孤独な高校生の少年が、ポスターの中の少女に恋をして、悩み、傷つきながら成長して描いた青春ドラマです

手塚治虫が「自信作」と太鼓判を押すだけあって、この「るんは風の中」は短編でありながら、様々な魅力が備わった、不思議な作品になっています。
主人公・豊田明が通学路のガード下で見つけた美少女・るんは、ポスターでした。明はるんをはがして家に持ち帰り、自分の部屋に貼ります。
何の違和感もなく、ポスターのるんと会話をする明に、読者ははじめ、戸惑うことでしょう。ポスターと会話するなんて、この明というやつは暗いやつだ、と思う人もいるかも知れません。漫画ならではのSF的な設定なんだな、と思う人もいるでしょう。
事実、始めは明るそうに見えた明ですが、実は今の学校になじめず、「サバクのまん中にとり残されたみたいな」暗い学生生活を送っていたのです。るんのような、2次元の住人と言葉を交わす事ができたのも、あるいは明が現実の生活に今ひとつなじめず、疎外感を感じていたからなのかもしれません。明とるんは次元の違いに隔てられていて、るんはあくまで異次元から語りかけるだけのガールフレンドです。遠距離恋愛で電話だけがつながり、というカップルと似ていますが、決して本当には会う事のできない、るんと明の方がずっと悲劇的です。
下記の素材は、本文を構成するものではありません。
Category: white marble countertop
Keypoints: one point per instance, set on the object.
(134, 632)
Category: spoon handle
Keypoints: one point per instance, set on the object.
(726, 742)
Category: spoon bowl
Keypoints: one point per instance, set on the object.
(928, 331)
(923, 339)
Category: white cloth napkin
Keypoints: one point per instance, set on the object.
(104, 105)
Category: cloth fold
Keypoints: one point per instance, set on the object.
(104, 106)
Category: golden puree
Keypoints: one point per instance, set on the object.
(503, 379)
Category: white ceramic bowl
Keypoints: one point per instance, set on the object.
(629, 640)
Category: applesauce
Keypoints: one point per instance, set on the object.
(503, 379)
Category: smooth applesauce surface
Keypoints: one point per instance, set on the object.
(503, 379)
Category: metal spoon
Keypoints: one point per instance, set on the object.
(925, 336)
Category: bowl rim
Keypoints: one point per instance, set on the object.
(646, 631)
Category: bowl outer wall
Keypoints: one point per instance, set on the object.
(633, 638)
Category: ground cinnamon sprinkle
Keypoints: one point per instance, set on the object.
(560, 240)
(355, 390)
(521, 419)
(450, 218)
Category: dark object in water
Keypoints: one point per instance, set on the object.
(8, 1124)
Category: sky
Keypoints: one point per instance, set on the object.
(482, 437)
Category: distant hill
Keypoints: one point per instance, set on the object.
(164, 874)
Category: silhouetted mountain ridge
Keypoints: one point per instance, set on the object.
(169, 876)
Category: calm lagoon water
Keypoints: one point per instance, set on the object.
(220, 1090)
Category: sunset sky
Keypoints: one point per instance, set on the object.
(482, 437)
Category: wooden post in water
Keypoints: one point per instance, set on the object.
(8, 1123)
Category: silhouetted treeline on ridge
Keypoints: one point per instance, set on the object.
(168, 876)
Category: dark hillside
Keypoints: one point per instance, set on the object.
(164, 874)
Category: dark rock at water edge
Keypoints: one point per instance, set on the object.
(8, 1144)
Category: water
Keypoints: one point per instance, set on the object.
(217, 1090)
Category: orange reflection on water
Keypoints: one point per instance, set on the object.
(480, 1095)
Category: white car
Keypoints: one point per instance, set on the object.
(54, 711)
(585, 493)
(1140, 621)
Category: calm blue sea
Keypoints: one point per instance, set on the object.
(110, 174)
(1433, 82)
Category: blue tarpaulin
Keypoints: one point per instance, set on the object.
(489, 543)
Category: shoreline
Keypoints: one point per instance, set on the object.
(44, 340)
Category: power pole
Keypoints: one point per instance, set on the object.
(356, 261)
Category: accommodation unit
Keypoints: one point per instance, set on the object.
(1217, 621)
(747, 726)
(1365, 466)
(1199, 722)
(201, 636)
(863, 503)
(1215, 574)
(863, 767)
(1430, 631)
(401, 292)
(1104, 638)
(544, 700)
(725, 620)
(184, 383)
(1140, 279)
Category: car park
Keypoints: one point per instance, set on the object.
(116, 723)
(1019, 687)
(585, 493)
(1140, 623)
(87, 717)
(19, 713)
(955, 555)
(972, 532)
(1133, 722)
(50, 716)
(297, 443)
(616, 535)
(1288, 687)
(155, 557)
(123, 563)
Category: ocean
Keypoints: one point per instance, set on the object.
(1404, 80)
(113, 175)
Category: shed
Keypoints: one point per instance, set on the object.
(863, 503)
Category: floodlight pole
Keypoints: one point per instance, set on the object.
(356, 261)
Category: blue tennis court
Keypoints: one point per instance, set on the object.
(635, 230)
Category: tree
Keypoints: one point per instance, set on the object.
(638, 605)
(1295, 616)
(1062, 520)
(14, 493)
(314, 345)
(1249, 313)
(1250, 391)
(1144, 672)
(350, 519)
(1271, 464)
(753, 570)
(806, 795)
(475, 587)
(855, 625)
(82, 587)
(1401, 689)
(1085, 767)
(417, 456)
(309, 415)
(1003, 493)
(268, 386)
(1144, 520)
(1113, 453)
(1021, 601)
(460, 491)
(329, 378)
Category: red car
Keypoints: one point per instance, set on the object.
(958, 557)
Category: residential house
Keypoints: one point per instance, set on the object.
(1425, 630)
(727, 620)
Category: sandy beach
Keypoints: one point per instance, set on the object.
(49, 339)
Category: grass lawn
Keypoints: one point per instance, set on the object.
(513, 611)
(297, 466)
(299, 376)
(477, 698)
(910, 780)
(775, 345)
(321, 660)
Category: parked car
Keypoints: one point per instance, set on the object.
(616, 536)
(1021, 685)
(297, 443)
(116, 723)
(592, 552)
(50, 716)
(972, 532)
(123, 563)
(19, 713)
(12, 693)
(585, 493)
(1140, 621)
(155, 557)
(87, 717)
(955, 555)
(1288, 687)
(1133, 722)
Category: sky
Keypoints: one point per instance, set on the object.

なにしろ人間とポスターですから、幸せな結末が望めるわけでもないのに、明はるんに真剣に悩みを打ち明け、るんは懸命に落ち込みがちの明を励まします。るんが明を励ます言葉には、「ポスターでしかない」るんの悲劇がにじんでいて、何度読んでもちょっと切なくなるのです。
人間とポスターの友情物語、というちょっと風変わりな設定ながら、決してキワモノではなく、爽やかな後味で楽しめる短編です。